One day, a boy in the class comes up to her and asks if she could read a story his "friend" wrote, titled "Lost and Found". Cara realizes it was the boy who wrote the story, which is about a divorce between his parents and how he learned to deal with it. She loves the article because it describes how she felt when her parents were divorced. The story is printed in "The Landry News", only to have the principal, Dr. Barnes become furious at Mr. Larson for allowing it. Dr. Barnes is actually seeking a pretext to get rid of Mr. Larson, because he disapproves of the way Mr. Larson teaches. Dr. Barnes begins telling the media that the "article is too personally revealing for children, or anyone else," and forbids publication of the "Landry News".

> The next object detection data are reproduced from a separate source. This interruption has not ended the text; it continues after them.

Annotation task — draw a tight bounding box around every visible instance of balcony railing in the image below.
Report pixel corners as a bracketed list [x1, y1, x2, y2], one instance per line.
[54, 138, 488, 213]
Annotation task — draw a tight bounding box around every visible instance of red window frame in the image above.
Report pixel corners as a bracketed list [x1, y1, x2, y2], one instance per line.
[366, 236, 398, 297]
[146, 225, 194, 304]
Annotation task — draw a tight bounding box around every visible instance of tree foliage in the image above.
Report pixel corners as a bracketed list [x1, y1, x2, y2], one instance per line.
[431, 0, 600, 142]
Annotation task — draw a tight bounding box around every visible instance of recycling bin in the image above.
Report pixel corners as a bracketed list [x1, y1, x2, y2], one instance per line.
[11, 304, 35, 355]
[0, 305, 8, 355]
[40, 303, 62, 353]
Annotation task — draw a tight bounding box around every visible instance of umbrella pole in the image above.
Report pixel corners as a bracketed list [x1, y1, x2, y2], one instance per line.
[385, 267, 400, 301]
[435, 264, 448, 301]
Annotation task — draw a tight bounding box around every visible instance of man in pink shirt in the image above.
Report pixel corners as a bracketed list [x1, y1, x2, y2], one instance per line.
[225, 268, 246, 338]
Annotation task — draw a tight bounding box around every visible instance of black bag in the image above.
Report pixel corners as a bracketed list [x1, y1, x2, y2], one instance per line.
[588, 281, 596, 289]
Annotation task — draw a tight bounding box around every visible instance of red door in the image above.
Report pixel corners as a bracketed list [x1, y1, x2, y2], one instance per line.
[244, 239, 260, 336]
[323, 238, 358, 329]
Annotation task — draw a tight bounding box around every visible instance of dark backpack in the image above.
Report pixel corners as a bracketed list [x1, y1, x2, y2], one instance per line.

The newspaper receives publicity because of the paper being banned, Cara is interviewed for TV, and a hearing is planned for Mr. Larson. On the day of the hearing, the boy who wrote the story reads it out loud. Cara says that if he is brave enough to say what he feels, the rest of them should be able to read his words. Mr. Larson is vindicated, and Cara hands out a special edition of the "Landry News". The last article of the newspaper is an editorial written by Cara, saying that Mr. Larson will soon be "Teacher of the Year" again. He then realizes that he had made the mistake of not taking care of the students' needs before this.

==Reception==
Tina Hudak, writing for School Library Journal, highlighted how Clements "uses an everyday classroom setting to illuminate words and their importance", including personal issues, such as divorce, as well as academic issues, such as "newspaper analysis, the Constitution, and the First Amendment", which "are introduced and briefly summarized". Clements further pointed out how Clements "clear and simple sentence structure" presents such topics "with sensitivity and a lot of humor".

Hudak also discussed how the audiobook's narrator, Andrew McCarthy, "uses inflection and tone with subtle voice changes to make the fifth grade girls and boys and the stodgy principal vital and believable characters".